I'd like to pick up where I left off with those projects, but the computer is on its last legs, so I can't just boot it up and expect that it will reliably allow me to finish. Is there a currently available video production program, not necessarily the current version of Premiere, that can read these project files? I have access to modern OS X, Windows 8, and Linux machines, so OS compatibility is not a restriction.
To be absolutely clear, I am not looking for a program that can import an all-in-one finished video (I know those are easy to find and the only question is "what format?").

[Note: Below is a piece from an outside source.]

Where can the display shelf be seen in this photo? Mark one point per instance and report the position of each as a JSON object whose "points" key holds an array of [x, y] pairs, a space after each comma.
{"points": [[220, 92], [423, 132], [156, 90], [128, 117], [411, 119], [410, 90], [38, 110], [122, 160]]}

I want to import what Premiere calls a "project file"--video and audio clips, with effects applied, assembled on a timeline, capable of being exported as a finished video by a sort of "mixdown" process, but also still capable of being edited arbitrarily.
Also, the conversion process doesn't need to be two-way--once I import the projects I am fine with having to finish them in the new software exclusively (the G4 as I said is ready for retirement).
I realize that I could probably take the raw video and audio files that I used to build each project and recreate the work-in-progress that I created in Premiere 6 in the new program, but this would be a huge undertaking that I'd like to avoid if possible. In some places, for example, I have half a dozen video tracks and an equal number of audio tracks that I have painstakingly cut together and applied effects to. It would be like the difference between doing finish carpentry on a roughed-out house that has sat half-completed for a while, versus rebuilding the same house from the foundation up given the architect's sketches and a pile of lumber.